Lynn O’Shaughnessy recommends avoiding most “name brand” * state flagships, which usually expect out-of-state students to pay full price. Instead, look at other less well-known options.
The New York state universities (SUNY’s) , for instance, represent some excellent values. Unlike many states, New York state has continued to support its public universities at levels other state legislatures have long abandoned.
Another potential great buy is the University of Minnesota in Minneapolis, which is a bargain compared to Michigan. I once asked a teenager why he thought that the University of Michigan is so much more popular than the U. of Minnesota, which is located in the Twin Cities. “Minnesota is cold,” he replied. I mentioned that Michigan is hardly a temperate climate. My theory is that Michigan has enjoyed a long and storied tradition of success in the Big 10 athletic conference and the Minnesota Gophers have not.
The University of New Mexico has impressive scholarships even for students with a 3.0 GPA and it’s located in a city (Albuquerque.) I am hoping that a daughter of a family friend, who is a gifted dancer, ends up at the University of Utah’s modern dance program, which is considered as good, if not better, than Julliard’s.The scholarships for nonresidents can be more generous and prices much lower to begin with at schools that have to work harder to attract nonresidents. University of Arkansas, for instance, has tons of scholarships for nonresidents. A huge plus at Arkansas is the tremendous amount of internships for students because of Walmart’s proximity. Walmart requires major corporations to maintain an office in Arkansas so there are hundreds of corporate outposts in the state.
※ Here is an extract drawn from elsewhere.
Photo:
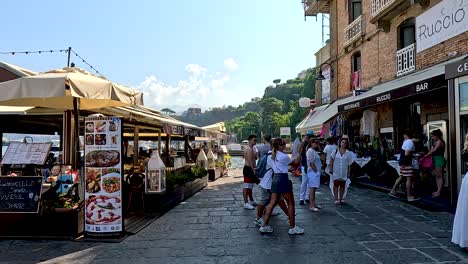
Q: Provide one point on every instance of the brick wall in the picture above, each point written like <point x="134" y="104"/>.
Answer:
<point x="378" y="48"/>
Kiplinger’s most recent Rankings of Top Public College Values shows 54 schools with total annual costs under $35,000. A California resident facing annual costs ranging from about $23,000 to $35,000 for in-state schools may look to an option like Arizona State University where OOS costs are about $36,000 per year. Add in the challenges of admission and course availability that persist in some schools in the California system, and the idea of tacking on an extra $35,000 or so in costs over four years by going out of state may seem like a fair deal.
U.S. News offers a list of low-cost schools that may come out to be a better value than in-state choices.
Some regional colleges and universities are so cheap, even for out-of-staters, that they give Home State University a run for its money….
Most of these public institutions are regional colleges and universities in Midwestern or Western states that may not entice many 18-year-olds the way, say, New York or California do.